One-Bit Distributed Mean Estimation with Unknown Variance
Ritesh Kumar, Shashank Vatedka
TL;DR
This work addresses distributed mean estimation with one-bit communication per user when the variance is unknown, focusing on scale-location families. It designs both non-adaptive and adaptive protocols and shows that a simple two-round adaptive scheme achieves an asymptotic MSE of $\frac{\sigma^2}{4 f_X^2(0)}$, and proves a matching lower bound for a broad class of symmetric log-concave base densities, establishing the optimality of the adaptive approach in many cases. A general lower bound for non-adaptive protocols is derived, revealing a quantifiable gap (via a distribution-dependent constant $T(f_X)$) between adaptive and non-adaptive performance for several distributions, including generalized Gaussians with $\beta<1.85$. Simulations across multiple distributions corroborate the theoretical results, showing a positive advantage of adaptivity in realistic settings and highlighting the potential benefits for privacy-preserving and communication-constrained learning systems.
Abstract
In this work, we study the problem of distributed mean estimation with $1$-bit communication constraints when the variance is unknown. We focus on the specific case where each user has access to one i.i.d. sample drawn from a distribution that belongs to a scale-location family, and is limited to sending just a single bit of information to a central server whose goal is to estimate the mean. We propose simple non-adaptive and adaptive protocols that are shown to be asymptotically normal. We derive bounds on the asymptotic (in the number of users) Mean Squared Error (MSE) achieved by these protocols. For a class of symmetric log-concave distributions, we derive matching lower bounds for the MSE achieved by adaptive protocols, proving the optimality of our scheme.

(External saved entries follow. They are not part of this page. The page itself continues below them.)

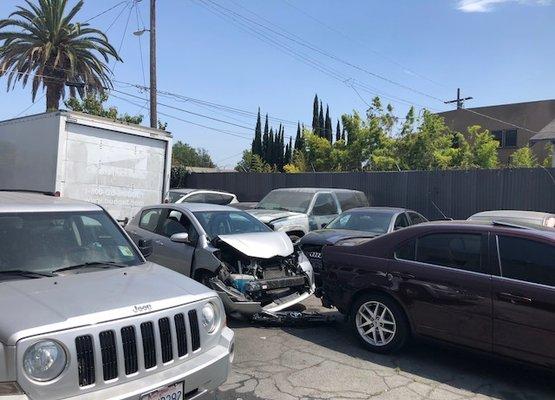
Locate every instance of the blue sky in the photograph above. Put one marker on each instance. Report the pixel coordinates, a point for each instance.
(415, 51)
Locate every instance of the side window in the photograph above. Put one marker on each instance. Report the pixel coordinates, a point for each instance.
(407, 251)
(149, 219)
(401, 221)
(195, 198)
(324, 205)
(455, 250)
(527, 260)
(214, 198)
(177, 222)
(416, 218)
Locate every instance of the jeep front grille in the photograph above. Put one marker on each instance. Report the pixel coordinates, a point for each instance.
(155, 339)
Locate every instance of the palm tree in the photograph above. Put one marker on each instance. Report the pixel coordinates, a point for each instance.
(44, 44)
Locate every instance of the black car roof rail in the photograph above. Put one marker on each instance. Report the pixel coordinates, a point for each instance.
(46, 193)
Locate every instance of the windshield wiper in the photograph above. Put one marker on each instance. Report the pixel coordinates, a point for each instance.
(26, 274)
(94, 264)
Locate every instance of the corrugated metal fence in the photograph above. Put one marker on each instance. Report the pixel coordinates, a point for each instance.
(458, 194)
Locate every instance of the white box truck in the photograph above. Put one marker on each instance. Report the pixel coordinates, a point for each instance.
(122, 167)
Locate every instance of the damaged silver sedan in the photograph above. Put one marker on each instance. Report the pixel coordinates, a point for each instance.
(254, 269)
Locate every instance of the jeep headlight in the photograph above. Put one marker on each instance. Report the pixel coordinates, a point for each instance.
(210, 317)
(44, 361)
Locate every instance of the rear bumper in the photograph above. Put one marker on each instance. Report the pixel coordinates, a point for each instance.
(201, 376)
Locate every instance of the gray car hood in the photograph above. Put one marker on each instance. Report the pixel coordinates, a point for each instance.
(268, 216)
(261, 244)
(34, 306)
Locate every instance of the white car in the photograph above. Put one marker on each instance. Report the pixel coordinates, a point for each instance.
(201, 196)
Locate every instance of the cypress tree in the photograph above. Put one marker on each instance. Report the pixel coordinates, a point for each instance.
(257, 142)
(298, 136)
(315, 115)
(321, 123)
(327, 125)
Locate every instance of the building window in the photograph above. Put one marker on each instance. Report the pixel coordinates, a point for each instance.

Furthermore, we develop a lower bound on the MSE for non-adaptive protocols that applies to any symmetric strictly log-concave distribution by means of a refined squared Hellinger distance analysis. Through this, we show that for many common distributions including a subclass of the generalized Gaussian family, the asymptotic minimax MSE achieved by the best non-adaptive protocol is higher than that achieved by our simple adaptive protocol. Our simulation results confirm a positive gap between the adaptive and non-adaptive settings, aligning with the theoretical bounds.